IEEE 754 standard is widely used in engineering and programming.
Most modern microprocessors are manufactured with hardware realization of representations of real variables in the format of IEEE754.
Programming language and the programmer can not change this situation, a repose of a real number in the microprocessor does not exist.
When creating the standard IEEE754-1985 representation of a real variable in the form of 4 or 8 bytes seem very large value, since the amount of RAM MS-DOS was equal to 1 MB.
A program in this system could be used only 0.64 MB.
For modern operating systems the size of 8 bytes is null and void, nevertheless the variables in most microprocessors continue to be in the format IEEE754-1985.

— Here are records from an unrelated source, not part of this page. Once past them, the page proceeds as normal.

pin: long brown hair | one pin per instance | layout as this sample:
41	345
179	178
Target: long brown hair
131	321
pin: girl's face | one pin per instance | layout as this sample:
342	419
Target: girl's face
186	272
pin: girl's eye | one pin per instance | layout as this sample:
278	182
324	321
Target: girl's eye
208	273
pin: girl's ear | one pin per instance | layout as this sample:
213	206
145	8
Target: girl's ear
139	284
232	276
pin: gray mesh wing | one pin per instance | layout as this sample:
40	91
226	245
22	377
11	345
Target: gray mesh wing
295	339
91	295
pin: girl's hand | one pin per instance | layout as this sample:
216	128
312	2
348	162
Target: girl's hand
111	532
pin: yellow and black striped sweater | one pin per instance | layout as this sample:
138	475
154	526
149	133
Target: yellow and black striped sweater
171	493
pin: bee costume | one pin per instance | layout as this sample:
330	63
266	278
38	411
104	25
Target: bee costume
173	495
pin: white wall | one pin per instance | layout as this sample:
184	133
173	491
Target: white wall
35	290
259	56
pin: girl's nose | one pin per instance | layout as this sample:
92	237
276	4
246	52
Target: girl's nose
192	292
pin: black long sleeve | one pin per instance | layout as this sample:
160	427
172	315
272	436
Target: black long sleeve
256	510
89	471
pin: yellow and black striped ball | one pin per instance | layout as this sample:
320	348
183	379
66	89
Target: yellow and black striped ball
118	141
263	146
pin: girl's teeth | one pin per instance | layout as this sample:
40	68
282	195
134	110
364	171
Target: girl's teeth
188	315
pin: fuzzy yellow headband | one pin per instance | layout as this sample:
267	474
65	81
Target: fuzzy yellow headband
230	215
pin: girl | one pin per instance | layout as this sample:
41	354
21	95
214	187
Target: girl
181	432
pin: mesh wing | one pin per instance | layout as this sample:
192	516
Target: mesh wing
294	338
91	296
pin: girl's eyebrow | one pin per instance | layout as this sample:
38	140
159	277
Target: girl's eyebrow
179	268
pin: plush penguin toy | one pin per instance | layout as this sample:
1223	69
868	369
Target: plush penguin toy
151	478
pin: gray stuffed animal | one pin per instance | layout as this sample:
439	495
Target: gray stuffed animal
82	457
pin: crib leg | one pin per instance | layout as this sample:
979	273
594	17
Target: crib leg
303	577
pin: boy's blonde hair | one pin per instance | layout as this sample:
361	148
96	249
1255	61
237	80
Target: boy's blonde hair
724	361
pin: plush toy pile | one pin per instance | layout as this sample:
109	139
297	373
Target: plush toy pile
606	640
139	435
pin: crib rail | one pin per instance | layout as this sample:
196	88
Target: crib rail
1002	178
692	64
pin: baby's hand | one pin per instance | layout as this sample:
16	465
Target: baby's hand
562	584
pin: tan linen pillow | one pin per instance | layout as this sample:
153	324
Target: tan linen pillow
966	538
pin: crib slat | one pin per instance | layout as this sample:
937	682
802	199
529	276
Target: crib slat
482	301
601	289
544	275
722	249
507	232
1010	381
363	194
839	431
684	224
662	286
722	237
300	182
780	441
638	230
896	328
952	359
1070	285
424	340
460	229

Consider the error computing, caused by the use of numbers in the format of IEEE754
This error is always present in computer calculations.
The reason for its occurrence is described in paragraph 7.4.
-6 for double 10^{-14}
The absolute errors can be significant, as for single 10^{31} and for double 10^{292},that may cause problems with calculations.
//Example 1. Error due to the precision of numbers in IEEE754 format #include "stdio.h" int main(int argc, char *argv[]) { float a, b, f; a=123456789; b=123456788; f=a-b; printf("Result: %f\n", f); return 0; } Result: 8.000000 (The answer should be 1.000000)
If the sample count on the paper, the answer is 1. Absolute error is +7.
Why get the wrong answer?
Number 123456789 in the single = 4CEB79A3hex (ieee) = 123456792 (dec) absolute error reporting is +3
Number 123456788 in the single = 4CEB79A2hex (ieee) = 123456784 (dec) absolute error reporting is -4
Relative error in the initial numbers of approximately 3,24 e-6%
As a result, one operation relative error of the result was 800%, ie increased by 2,5 e +8 times.
This is what I call"A dangerous reduction", ie catastrophic decrease of accuracy in the operation where the absolute value of the result is much smaller than any of the input variables.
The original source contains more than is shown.